17. A method performed by a network function, the method comprising:
determining, using a first set of information, a set of parameters comprising first information corresponding to a first model and a second model; and
transmitting, to a second device, a second set of information comprising second information for the first model or the second model.
18. An apparatus comprising a first device, the apparatus comprising:
at least one memory; and
at least one processor coupled with the at least one memory and configured to cause the apparatus to:
receive, from a second device, a set of information comprising first information corresponding to a first model or a second model;
determine a third model using the first information; and
generate an output based on the third model and a first set of data.
19. (canceled)
20. (canceled)
21. The apparatus of claim 18, wherein the second device comprises a network device.

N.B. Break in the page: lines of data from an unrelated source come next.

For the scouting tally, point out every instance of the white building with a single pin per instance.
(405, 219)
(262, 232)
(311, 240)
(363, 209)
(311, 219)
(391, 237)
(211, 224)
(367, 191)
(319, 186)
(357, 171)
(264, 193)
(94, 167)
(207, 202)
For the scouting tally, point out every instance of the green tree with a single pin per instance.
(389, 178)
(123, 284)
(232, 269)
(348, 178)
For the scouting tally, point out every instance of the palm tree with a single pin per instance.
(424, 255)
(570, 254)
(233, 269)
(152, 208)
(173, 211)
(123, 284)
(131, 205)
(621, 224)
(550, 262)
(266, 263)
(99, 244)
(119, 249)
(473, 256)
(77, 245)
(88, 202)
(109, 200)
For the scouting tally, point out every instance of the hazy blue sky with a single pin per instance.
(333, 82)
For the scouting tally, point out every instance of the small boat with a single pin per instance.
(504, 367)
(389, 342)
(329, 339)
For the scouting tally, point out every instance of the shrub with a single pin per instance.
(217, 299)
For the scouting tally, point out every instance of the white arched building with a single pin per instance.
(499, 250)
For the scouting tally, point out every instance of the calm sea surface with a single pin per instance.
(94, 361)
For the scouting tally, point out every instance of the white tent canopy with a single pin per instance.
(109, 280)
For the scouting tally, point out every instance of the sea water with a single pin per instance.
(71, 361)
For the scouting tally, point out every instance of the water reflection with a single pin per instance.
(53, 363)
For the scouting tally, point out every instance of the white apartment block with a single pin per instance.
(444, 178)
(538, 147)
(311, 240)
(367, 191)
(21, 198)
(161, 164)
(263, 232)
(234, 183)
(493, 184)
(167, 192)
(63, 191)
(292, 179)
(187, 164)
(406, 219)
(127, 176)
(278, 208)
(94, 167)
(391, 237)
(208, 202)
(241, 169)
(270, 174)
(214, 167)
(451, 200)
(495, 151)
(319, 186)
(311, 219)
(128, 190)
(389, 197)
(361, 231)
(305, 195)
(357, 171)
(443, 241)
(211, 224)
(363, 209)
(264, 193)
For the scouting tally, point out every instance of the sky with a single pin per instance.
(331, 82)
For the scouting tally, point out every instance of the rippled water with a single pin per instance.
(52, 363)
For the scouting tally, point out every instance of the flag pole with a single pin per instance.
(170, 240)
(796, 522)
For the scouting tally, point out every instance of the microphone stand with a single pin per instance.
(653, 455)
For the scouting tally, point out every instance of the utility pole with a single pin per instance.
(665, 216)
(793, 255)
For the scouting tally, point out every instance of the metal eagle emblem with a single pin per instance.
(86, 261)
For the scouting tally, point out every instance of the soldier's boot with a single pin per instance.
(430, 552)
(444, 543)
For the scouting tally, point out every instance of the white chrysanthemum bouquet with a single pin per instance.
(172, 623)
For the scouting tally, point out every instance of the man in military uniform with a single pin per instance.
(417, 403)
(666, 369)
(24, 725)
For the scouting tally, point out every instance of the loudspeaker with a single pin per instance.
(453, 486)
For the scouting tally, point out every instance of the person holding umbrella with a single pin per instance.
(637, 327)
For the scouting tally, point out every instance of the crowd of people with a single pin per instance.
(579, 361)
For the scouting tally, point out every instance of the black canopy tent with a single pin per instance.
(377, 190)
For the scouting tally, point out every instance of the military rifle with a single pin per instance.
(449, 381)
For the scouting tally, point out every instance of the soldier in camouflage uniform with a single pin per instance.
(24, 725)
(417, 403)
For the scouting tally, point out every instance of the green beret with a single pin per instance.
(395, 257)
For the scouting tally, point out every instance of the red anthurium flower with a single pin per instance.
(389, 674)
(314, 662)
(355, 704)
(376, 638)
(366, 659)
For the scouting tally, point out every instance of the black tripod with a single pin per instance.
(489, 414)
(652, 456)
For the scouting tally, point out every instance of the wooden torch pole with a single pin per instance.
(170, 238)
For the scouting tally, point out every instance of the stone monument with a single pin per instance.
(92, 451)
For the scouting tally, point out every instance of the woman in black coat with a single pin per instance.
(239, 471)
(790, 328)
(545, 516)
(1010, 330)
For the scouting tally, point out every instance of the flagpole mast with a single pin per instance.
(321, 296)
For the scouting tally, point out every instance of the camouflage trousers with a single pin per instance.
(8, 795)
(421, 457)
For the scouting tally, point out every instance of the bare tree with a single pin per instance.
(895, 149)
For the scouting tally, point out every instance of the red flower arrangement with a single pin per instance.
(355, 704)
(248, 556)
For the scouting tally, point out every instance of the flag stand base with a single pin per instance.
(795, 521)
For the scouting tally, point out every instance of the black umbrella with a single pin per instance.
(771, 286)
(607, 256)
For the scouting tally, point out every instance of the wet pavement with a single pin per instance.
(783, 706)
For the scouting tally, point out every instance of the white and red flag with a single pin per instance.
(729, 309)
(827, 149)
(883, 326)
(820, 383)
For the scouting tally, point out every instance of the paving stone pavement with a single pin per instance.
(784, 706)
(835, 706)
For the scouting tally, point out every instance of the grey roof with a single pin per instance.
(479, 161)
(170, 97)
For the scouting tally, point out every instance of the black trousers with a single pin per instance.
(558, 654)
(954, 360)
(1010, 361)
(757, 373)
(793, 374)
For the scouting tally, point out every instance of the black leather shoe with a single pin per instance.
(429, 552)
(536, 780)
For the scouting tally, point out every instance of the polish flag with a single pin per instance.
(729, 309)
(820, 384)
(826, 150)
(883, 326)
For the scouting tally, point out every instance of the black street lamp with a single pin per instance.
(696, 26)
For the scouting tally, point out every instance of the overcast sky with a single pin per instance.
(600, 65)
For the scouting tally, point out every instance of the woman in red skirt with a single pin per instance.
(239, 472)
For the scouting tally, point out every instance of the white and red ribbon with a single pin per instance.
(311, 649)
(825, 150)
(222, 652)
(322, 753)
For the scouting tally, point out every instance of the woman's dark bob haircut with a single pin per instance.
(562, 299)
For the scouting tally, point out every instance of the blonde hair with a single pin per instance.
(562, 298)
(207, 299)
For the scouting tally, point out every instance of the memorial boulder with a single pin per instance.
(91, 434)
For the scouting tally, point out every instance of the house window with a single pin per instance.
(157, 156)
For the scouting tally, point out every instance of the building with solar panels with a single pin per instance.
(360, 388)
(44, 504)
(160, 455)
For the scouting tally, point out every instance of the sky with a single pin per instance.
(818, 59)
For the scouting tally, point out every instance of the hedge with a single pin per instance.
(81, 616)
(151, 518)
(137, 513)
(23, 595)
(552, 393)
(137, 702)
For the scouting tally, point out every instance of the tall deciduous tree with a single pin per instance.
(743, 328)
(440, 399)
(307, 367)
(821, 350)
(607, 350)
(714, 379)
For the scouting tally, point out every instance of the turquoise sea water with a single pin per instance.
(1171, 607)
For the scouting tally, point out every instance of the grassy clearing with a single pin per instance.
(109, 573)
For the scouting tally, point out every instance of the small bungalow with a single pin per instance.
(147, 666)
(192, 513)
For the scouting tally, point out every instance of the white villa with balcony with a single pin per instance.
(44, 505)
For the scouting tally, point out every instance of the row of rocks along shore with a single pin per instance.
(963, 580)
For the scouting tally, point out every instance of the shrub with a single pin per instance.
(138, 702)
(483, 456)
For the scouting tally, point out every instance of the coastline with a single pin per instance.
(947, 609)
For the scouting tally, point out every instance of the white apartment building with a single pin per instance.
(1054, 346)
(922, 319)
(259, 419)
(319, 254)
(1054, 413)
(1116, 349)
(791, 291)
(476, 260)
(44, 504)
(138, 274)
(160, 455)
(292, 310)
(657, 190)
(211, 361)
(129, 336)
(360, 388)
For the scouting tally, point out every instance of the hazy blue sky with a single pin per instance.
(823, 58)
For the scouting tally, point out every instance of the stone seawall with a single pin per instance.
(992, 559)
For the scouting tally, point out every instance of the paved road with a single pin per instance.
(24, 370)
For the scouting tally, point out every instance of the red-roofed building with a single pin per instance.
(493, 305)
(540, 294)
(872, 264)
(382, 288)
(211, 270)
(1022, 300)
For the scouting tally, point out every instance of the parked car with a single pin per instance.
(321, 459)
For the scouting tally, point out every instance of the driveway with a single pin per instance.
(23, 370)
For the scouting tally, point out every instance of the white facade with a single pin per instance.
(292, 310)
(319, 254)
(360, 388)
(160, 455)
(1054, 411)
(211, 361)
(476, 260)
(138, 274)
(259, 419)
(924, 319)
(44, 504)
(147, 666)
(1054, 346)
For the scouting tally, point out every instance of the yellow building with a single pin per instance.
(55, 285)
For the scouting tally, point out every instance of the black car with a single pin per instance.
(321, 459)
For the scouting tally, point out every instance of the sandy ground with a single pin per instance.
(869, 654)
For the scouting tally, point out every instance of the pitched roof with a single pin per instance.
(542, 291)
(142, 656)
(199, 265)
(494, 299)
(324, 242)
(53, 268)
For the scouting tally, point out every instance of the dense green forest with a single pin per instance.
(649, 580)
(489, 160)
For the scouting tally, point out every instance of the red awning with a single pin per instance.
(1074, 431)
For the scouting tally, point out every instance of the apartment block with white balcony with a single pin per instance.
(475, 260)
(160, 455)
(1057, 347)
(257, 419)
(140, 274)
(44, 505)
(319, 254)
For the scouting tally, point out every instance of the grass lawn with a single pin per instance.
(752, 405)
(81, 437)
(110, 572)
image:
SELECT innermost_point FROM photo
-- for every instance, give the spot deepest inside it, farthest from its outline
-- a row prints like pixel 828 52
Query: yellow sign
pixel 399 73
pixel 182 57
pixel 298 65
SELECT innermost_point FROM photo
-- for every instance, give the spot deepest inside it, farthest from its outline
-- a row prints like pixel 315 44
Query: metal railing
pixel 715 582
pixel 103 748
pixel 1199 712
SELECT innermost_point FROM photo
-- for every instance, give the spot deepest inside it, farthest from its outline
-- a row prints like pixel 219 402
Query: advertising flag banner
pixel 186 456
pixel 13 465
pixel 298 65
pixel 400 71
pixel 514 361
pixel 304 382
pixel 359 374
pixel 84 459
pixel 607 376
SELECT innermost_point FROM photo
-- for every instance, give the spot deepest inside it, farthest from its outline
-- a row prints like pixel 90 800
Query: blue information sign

22. The apparatus of claim 18, wherein the first set of data is related to channel state information
23. The apparatus of claim 18, wherein the first set of information comprises an input data and an expected output data of the second model.
24. The apparatus of claim 18, wherein the at least one processor is configured to cause the first device to transmit an update request to the second device.
25. The apparatus of claim 18, wherein the at least one processor is configured to cause the first device to determine an updated set of parameters of the third model based on a third set of information, wherein the third set of information comprises information related to the first model, the second model, or both.